Oggi viene coltivato in tutto il centro Italia ed è conosciuto con diversi nomi: Caccione Nero, Uva dei cani, Uva merla e Tindiloro.
Si legge, dalla penna di Fabio Giavedoni (Slow Wine):
"Il suo particolare nome pare derivare dal fatto che il periodo dell’invaiatura cade nei dies caniculares – i giorni canicolari (24 luglio-24 agosto) – oppure dal caratteristico sapore amarognolo dell’uva e del vino che potrebbe ricordare la rosa canina".
Se ne sente già parlare agli inizi del XIV secolo nel “Trattato dell’Agricoltura” di Pier de Crescenzi, appellandolo come “Canajuola”, definendolo una “bellissima uva e da serbare”. Insieme al Sangiovese e alla Malvasia, il Canaiolo andava a comporre la ricetta originale del Chianti Classico codificata nel 1872 dal Barone Bettino Ricasoli, nella misura di sette parti di Sangiovese, due di Cannaiolo, una di Malvasia.
Il particolare sapore dolciastro-acidulo si fa apprazzare anche per l'impiegno nel "governo all'uso toscano", aggiungendo al vino dell'ultima vendemmia, nel mese di dicembre, del mosto ottenuto dalla piagiature delle uve fatte appassire su stuoie o graticci o lasciandole sovramaturare sulla pianta.
Questo vitigno dall'animo delicato ha raccolto e raccoglie tutt'oggi consensi, grazie anche alle differenti espressioni in vini IGT Toscana, molto presenti nelle produzioni delle aziende del Consorzio Chianti Colli Fiorentini. La sua espressione gentile - attenzione, non banale - si fa apprezzare dai più ed è sicuramente un varietale da tenere sotto osservazione nel prossimo futuro. Le realtà toscane del Chianti fiorentino stanno lavorando davvero bene per valorizzarne le caratteristiche e ne sono dimostrazione sia la versione secca che quella passita. La prima esprime bellissimi corredi aromatici di frutti freschi e spezie aggraziate, confermate da sorsi pieni e succosi.

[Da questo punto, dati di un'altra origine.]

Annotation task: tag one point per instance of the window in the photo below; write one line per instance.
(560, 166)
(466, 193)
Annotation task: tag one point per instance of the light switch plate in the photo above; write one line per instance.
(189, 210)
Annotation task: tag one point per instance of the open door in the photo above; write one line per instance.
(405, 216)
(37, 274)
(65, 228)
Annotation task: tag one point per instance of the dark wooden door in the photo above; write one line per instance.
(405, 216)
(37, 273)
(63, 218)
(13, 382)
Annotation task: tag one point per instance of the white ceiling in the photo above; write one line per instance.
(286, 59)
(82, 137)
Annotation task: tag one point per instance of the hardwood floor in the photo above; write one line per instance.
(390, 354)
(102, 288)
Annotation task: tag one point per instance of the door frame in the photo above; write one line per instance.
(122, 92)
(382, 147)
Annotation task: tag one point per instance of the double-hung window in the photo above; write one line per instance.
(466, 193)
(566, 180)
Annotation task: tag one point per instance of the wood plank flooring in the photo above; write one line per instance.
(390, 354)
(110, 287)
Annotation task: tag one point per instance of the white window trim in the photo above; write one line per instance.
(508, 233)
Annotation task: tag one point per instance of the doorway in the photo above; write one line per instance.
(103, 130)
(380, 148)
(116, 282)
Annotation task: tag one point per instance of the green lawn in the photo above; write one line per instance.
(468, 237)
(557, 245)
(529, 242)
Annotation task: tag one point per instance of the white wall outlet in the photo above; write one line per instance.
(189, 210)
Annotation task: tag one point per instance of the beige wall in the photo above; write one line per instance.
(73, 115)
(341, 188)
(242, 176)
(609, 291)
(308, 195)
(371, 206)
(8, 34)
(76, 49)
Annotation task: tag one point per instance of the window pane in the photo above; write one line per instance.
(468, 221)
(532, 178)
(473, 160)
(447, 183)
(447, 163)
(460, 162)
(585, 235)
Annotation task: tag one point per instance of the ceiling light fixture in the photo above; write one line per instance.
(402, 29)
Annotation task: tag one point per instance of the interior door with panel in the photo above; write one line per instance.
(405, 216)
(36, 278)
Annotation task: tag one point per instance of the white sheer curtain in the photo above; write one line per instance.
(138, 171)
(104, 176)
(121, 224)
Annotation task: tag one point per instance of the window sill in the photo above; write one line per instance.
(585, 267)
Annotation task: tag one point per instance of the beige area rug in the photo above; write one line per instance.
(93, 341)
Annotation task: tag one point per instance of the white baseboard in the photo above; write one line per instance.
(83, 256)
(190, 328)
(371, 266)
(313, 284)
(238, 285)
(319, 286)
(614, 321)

La versione passita è qualcosa che accontenta tutti i palati: al suo primo assaggio qualcuno racconta di esser stato trasportato indietro nel tempo, a una piccola bottega in Oltrarno (quartiere storico della riva sinistra dell'Arno, diametralmente opposto al centro storico), un'isola felice di bambino dove si andavano a scegliere le "chicche", i dolciumi che si chiedevano in dono alla Befana (auspicando di evitare il carbone!). Quel manto di zucchero lieve e confettura che avvolge il naso è lo stesso che si percepiva varcando la porta a vetri di quel negozietto: un tuffo dentro una nuvola dolce. Il suono del campanello che sentivi entrando in quell'emporio è un rimando nostalgico ma ben definito di dolcezza, data dal frutto scuro cremoso, che ti culla e mai ti stanca. Quella suadenza al palato che va a braccetto con tanti dessert della tradizione fiorentina e non solo. Delicatamente dolce, dal sorso fresco e appagante da farsi apprezzare anche da solo, in completo relax.

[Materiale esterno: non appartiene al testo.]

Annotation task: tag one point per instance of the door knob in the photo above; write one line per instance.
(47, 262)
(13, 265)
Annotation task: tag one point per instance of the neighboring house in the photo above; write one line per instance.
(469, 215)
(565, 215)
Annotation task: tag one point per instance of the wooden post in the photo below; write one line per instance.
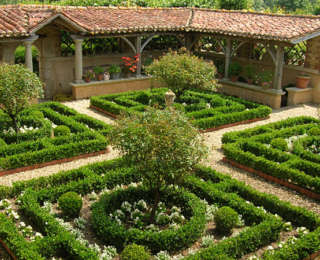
(228, 58)
(78, 58)
(279, 61)
(138, 52)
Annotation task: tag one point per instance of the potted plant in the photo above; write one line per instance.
(266, 78)
(88, 75)
(250, 73)
(302, 81)
(234, 71)
(114, 71)
(98, 71)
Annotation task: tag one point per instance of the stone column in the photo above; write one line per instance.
(228, 58)
(28, 54)
(278, 73)
(138, 52)
(78, 58)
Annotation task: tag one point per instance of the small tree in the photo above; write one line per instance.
(18, 86)
(182, 71)
(162, 144)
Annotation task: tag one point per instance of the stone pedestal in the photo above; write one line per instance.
(299, 96)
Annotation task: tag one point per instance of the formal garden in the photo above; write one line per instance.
(157, 198)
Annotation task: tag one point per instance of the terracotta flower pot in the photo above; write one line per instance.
(100, 77)
(302, 81)
(234, 78)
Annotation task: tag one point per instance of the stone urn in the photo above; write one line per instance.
(169, 97)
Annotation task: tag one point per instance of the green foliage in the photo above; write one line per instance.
(70, 204)
(250, 71)
(233, 4)
(183, 71)
(114, 69)
(225, 218)
(279, 143)
(18, 87)
(135, 252)
(151, 139)
(2, 143)
(235, 69)
(300, 166)
(62, 130)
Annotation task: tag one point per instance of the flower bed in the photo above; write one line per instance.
(208, 110)
(286, 150)
(264, 216)
(50, 131)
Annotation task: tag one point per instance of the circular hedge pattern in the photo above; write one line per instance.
(111, 232)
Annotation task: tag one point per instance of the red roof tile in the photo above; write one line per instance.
(21, 20)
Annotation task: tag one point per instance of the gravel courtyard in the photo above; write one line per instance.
(213, 141)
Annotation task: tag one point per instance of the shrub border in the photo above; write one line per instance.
(54, 162)
(271, 178)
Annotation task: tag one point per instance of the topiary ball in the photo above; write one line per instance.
(37, 114)
(2, 142)
(225, 218)
(314, 131)
(62, 130)
(135, 252)
(279, 143)
(70, 204)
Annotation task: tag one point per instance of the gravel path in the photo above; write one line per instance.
(212, 139)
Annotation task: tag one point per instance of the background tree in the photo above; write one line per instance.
(18, 87)
(234, 4)
(182, 71)
(162, 144)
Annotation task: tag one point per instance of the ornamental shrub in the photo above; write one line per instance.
(18, 87)
(314, 131)
(62, 130)
(279, 143)
(135, 252)
(183, 71)
(151, 140)
(225, 218)
(70, 203)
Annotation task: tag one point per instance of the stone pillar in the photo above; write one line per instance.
(278, 72)
(78, 58)
(228, 58)
(138, 52)
(313, 54)
(28, 54)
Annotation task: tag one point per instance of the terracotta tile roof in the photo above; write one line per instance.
(21, 20)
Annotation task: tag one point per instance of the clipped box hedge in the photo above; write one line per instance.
(205, 109)
(257, 148)
(262, 227)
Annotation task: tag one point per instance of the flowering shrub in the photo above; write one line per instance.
(131, 63)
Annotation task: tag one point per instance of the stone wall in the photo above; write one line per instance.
(313, 54)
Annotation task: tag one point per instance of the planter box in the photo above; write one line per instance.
(270, 97)
(97, 88)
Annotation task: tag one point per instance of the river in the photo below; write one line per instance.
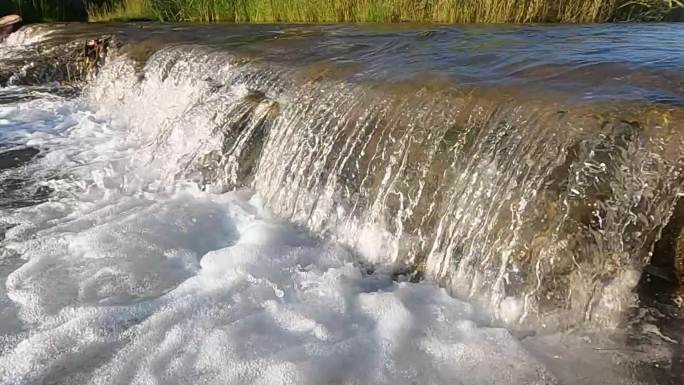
(301, 204)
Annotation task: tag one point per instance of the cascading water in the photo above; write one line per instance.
(149, 261)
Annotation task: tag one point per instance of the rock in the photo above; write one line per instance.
(679, 267)
(8, 24)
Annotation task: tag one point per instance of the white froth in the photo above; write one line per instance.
(132, 274)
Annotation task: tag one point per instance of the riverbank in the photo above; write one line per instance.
(355, 11)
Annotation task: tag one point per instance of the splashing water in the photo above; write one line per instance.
(195, 216)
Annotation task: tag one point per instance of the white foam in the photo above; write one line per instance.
(134, 275)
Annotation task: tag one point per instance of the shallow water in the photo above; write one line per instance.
(142, 242)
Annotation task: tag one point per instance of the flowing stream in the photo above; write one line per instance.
(186, 204)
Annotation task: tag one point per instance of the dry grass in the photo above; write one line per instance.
(332, 11)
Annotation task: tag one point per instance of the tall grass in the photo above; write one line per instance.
(330, 11)
(45, 10)
(439, 11)
(120, 10)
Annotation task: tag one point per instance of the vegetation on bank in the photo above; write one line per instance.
(330, 11)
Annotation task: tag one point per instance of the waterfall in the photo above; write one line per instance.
(540, 208)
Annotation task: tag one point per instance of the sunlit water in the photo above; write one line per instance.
(127, 259)
(117, 279)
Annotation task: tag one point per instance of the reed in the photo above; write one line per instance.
(391, 11)
(123, 10)
(45, 10)
(334, 11)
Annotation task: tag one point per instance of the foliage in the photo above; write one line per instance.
(331, 11)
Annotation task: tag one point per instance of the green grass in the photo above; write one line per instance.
(332, 11)
(391, 11)
(124, 10)
(45, 10)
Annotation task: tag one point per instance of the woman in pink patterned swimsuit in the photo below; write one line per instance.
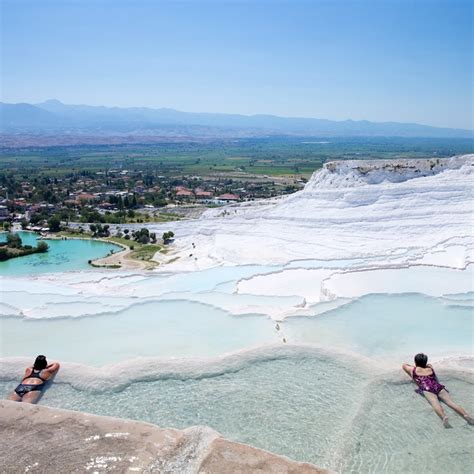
(424, 376)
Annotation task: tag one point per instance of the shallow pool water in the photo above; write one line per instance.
(62, 256)
(392, 327)
(319, 408)
(150, 329)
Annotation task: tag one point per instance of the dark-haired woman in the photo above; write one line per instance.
(425, 377)
(30, 388)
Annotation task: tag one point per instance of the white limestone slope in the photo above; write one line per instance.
(391, 211)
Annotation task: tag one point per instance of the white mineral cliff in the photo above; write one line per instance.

Ne è un esempio il Dama Rosa Canaiolo Passito Toscana IGT 2018 dell'azienda La Querce:
100% Canaiolo- l'uva appassita sulla pianta viene diraspata e pigiata in maniera soffice, pressata dopo una notte a contatto con le bucce. Matura per circa 16 mesi in barriques di legno francese di media tostatura di 2^ passaggio, cui segue un affinamento in bottiglia di almeno 6 mesi. Frutti di bosco in confettura, accenni di zucchero a velo, agrumi canditi e finale leggermente balsamico. Una vera coccola.